Open Kitchen (Alyx Christensen and Rudy Medina) were the guests of the Bishkek School of Contemporary Art and Tazar Kyrgyzstan for TRASH-4, a mini-festival in Bishkek, Kyrgyzstan. The international festival works at the intersection of art, science, and trash to develop tools and strategies for better understanding pollution issues. It was an opportunity for Open Kitchen to build relationships with international artists who share their commitment to critical, cross-cultural conversations on food, identity, and ecology.
Alan Peralta will travel to Guadalajara, Mexico, for a two-month residency at Jupiterfab Asociación Civil, a nonprofit that focuses on work with social impact. Work created during the residency will be exhibited in a gallery space in the Jupiterfab house.

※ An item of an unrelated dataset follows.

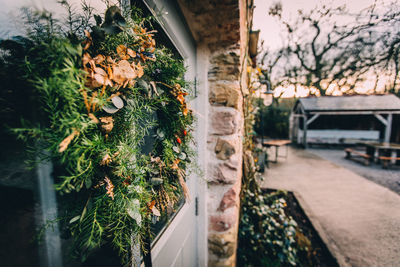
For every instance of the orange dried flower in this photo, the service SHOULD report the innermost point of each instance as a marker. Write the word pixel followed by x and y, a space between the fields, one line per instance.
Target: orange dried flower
pixel 65 143
pixel 109 187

Zack Pieper created one of his “ghost galleries”--a large-scale mosaic constructed during a seven-day public “improvisation” from thousands of individual ghosts drawn on post-it notes in magic marker—at Cotyledon Gallery in Baltimore, Maryland. The gallery is located in a building that houses artists, and the work was installed in a street-facing window where the process could be shared with the local arts community.
Lenore Rinder was invited by the Watchers India Trust to screen her short video, Kagaraja, during the opening celebration of a World Wildlife Week art show at the Karnataka Chitrakala Parishath Gallery in Bangalore, India. Once there, the screening opportunities multiplied.
Alli Smith attended a “Silence Awareness Existence” residency at the non-profit Arteles Creative Center in Hämeenkyrö, Finland, where she worked on soft sculptures and began a new video/sculpture project. Instead of mounting an exhibition, Arteles publishes the work of all residency artists in an online catalogue.
Sara Sowell performed Dada's Daughter, a 16mm expanded-cinema piece, at Antimatter [Media Arts] Festival in Victoria, Canada. Antimatter is a festival important to filmmakers the artist admires and who have influenced her work, and it provided an opportunity to meet other artists and curators who are interested in moving-image works.
Siri Stensberg received support for a solo exhibition of her installation work at the Spokane Falls Community College Fine Arts Gallery in Spokane, Washington. She gave a public artist lecture and led a workshop for students.